(TSX-V | OYL)
TORONTO, Aug. 28, 2015 /CNW/ - CGX Energy Inc. ("CGX Energy" or the "Company") announced today the release of its unaudited consolidated financial results for the quarter ended June 30, 2015, together with its Management Discussion and Analysis ("MD&A"). These documents will be posted on the Company's website at www.cgxenergy.com and SEDAR at www.sedar.com.
Dewi Jones, Chief Executive Officer of the Company, commented:
"Given the steep decline in oil prices that has persisted over the last ten months, CGX Energy and its Board of Directors have determined that exploration drilling on the Corentyne Block offshore Guyana would not be prudent. We are grateful to the Government of Guyana for affording us an extension of our drilling commitments on the Corentyne Block until July 31, 2016. The settlement agreements with Japan Drilling Co., Ltd. ("JDC") and Teikoku Oil (Suriname) Co., Ltd. ("INPEX") will allow the Company to continue to seek a joint venture partner and we are very pleased that JDC has agreed to become a significant equity holder in the Company."
"The termination of these agreements and deferral of the associated costs will allow us to continue to search for a joint venture partner and continue to evaluate industry and market conditions over the next six months. It is also important to note that despite the costs associated with terminating these agreements, we believe that given the current availability of rigs and current rig rates the aggregate cost of drilling our next exploration well offshore Guyana will nonetheless be similar to what was originally budgeted. As a result of INPEX utilization exceeding the original timeline, the Company obtained a reduction in the aggregate cost of the rig of approximately U.S.$1 million."

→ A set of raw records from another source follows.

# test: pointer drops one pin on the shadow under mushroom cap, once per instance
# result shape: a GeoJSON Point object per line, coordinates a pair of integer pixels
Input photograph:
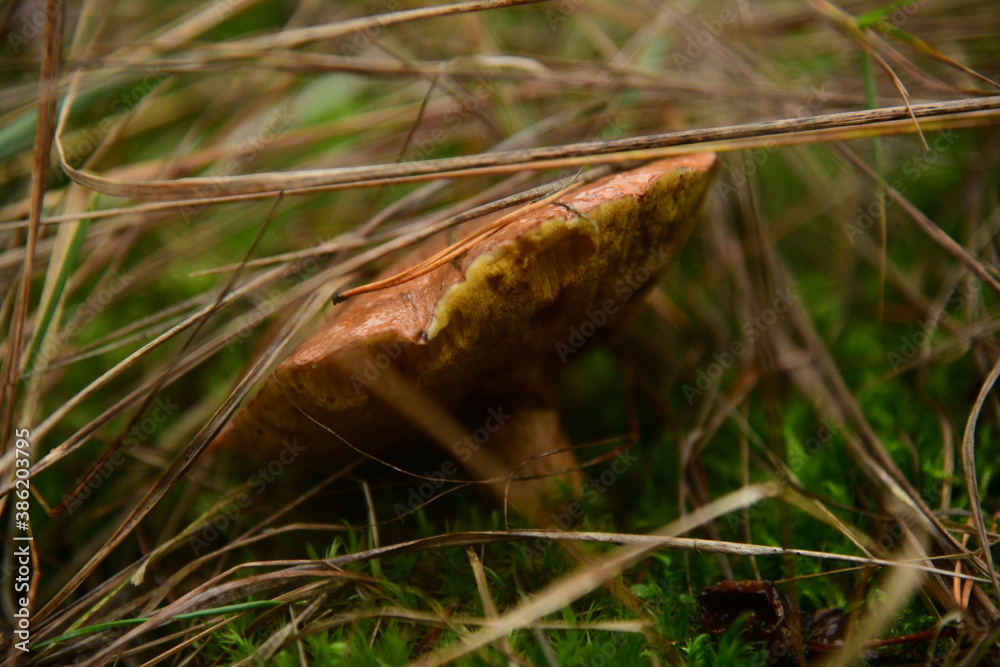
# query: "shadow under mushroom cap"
{"type": "Point", "coordinates": [500, 309]}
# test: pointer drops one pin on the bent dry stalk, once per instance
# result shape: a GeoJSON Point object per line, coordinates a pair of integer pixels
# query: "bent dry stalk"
{"type": "Point", "coordinates": [480, 331]}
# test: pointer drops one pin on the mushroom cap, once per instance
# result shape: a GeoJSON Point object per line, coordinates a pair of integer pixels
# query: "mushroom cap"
{"type": "Point", "coordinates": [500, 310]}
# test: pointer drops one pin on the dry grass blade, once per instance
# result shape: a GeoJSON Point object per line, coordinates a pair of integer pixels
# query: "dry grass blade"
{"type": "Point", "coordinates": [468, 166]}
{"type": "Point", "coordinates": [797, 400]}
{"type": "Point", "coordinates": [971, 476]}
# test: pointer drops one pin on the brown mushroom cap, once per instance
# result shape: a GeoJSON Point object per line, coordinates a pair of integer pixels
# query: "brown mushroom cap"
{"type": "Point", "coordinates": [499, 311]}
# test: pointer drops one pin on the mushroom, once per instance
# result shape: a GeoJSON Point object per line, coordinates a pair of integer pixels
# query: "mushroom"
{"type": "Point", "coordinates": [481, 336]}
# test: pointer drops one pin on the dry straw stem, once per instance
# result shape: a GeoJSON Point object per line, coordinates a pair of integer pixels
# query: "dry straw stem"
{"type": "Point", "coordinates": [745, 257]}
{"type": "Point", "coordinates": [559, 156]}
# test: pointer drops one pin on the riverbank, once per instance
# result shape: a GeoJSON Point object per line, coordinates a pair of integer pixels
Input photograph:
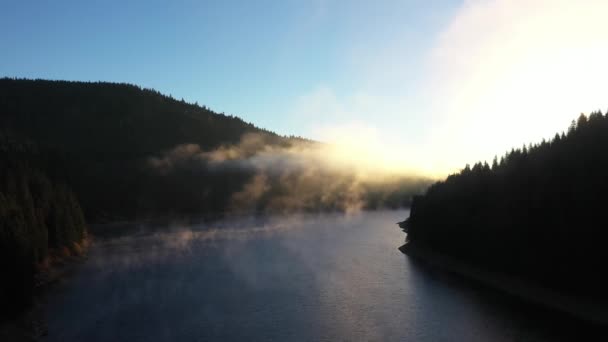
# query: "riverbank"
{"type": "Point", "coordinates": [30, 325]}
{"type": "Point", "coordinates": [582, 308]}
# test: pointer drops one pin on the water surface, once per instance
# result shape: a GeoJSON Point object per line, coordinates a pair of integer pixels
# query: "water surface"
{"type": "Point", "coordinates": [327, 277]}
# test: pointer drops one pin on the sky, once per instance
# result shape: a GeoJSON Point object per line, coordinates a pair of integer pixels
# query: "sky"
{"type": "Point", "coordinates": [426, 86]}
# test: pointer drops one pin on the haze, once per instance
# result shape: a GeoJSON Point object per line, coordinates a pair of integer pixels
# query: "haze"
{"type": "Point", "coordinates": [422, 87]}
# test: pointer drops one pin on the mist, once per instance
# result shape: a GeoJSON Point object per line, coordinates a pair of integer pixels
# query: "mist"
{"type": "Point", "coordinates": [294, 175]}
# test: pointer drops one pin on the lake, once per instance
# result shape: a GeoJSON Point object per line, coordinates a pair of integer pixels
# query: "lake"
{"type": "Point", "coordinates": [309, 277]}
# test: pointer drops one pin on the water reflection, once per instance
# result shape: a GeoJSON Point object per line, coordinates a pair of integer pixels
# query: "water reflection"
{"type": "Point", "coordinates": [304, 278]}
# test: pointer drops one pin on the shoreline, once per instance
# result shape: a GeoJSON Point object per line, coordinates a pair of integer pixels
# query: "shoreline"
{"type": "Point", "coordinates": [30, 325]}
{"type": "Point", "coordinates": [581, 308]}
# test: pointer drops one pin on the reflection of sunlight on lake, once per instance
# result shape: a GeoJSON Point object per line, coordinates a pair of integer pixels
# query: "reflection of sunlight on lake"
{"type": "Point", "coordinates": [317, 277]}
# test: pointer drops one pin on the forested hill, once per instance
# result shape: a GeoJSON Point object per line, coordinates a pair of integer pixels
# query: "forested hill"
{"type": "Point", "coordinates": [111, 120]}
{"type": "Point", "coordinates": [38, 214]}
{"type": "Point", "coordinates": [132, 153]}
{"type": "Point", "coordinates": [101, 134]}
{"type": "Point", "coordinates": [538, 212]}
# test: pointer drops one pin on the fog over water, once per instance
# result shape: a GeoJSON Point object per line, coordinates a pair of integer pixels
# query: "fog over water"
{"type": "Point", "coordinates": [314, 277]}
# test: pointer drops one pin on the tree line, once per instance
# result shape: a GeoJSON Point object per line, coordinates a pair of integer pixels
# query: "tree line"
{"type": "Point", "coordinates": [537, 212]}
{"type": "Point", "coordinates": [38, 214]}
{"type": "Point", "coordinates": [102, 136]}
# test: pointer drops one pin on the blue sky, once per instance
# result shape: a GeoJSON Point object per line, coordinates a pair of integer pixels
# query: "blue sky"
{"type": "Point", "coordinates": [249, 58]}
{"type": "Point", "coordinates": [430, 78]}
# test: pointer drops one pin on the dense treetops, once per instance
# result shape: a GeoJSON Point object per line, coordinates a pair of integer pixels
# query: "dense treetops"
{"type": "Point", "coordinates": [36, 214]}
{"type": "Point", "coordinates": [103, 136]}
{"type": "Point", "coordinates": [538, 212]}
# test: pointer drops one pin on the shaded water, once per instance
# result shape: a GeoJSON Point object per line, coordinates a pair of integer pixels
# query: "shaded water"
{"type": "Point", "coordinates": [323, 277]}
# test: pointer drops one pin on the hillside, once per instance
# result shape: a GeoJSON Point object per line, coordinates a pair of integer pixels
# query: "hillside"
{"type": "Point", "coordinates": [537, 213]}
{"type": "Point", "coordinates": [102, 134]}
{"type": "Point", "coordinates": [131, 153]}
{"type": "Point", "coordinates": [39, 216]}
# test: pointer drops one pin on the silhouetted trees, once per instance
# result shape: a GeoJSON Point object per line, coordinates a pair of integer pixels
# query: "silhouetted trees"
{"type": "Point", "coordinates": [36, 214]}
{"type": "Point", "coordinates": [539, 212]}
{"type": "Point", "coordinates": [102, 135]}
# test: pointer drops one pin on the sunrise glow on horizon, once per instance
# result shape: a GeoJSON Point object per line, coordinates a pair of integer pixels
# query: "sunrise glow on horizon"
{"type": "Point", "coordinates": [401, 86]}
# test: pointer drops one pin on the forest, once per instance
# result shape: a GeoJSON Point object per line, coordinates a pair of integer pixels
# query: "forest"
{"type": "Point", "coordinates": [39, 216]}
{"type": "Point", "coordinates": [112, 142]}
{"type": "Point", "coordinates": [538, 212]}
{"type": "Point", "coordinates": [91, 152]}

Second Quarter 2015 Overview and Highlights
- Financial Results - The Company recorded net loss of $2,302,686 or $0.02 a share for the three month period ended June 30, 2015, compared with $1,527,658 or $0.02 a share for the same period in 2014.
- Strategic Partners and New Initiatives – The Company continues to work towards securing a joint venture partner for all of its petroleum prospecting licences in Guyana and is actively pursuing this initiative.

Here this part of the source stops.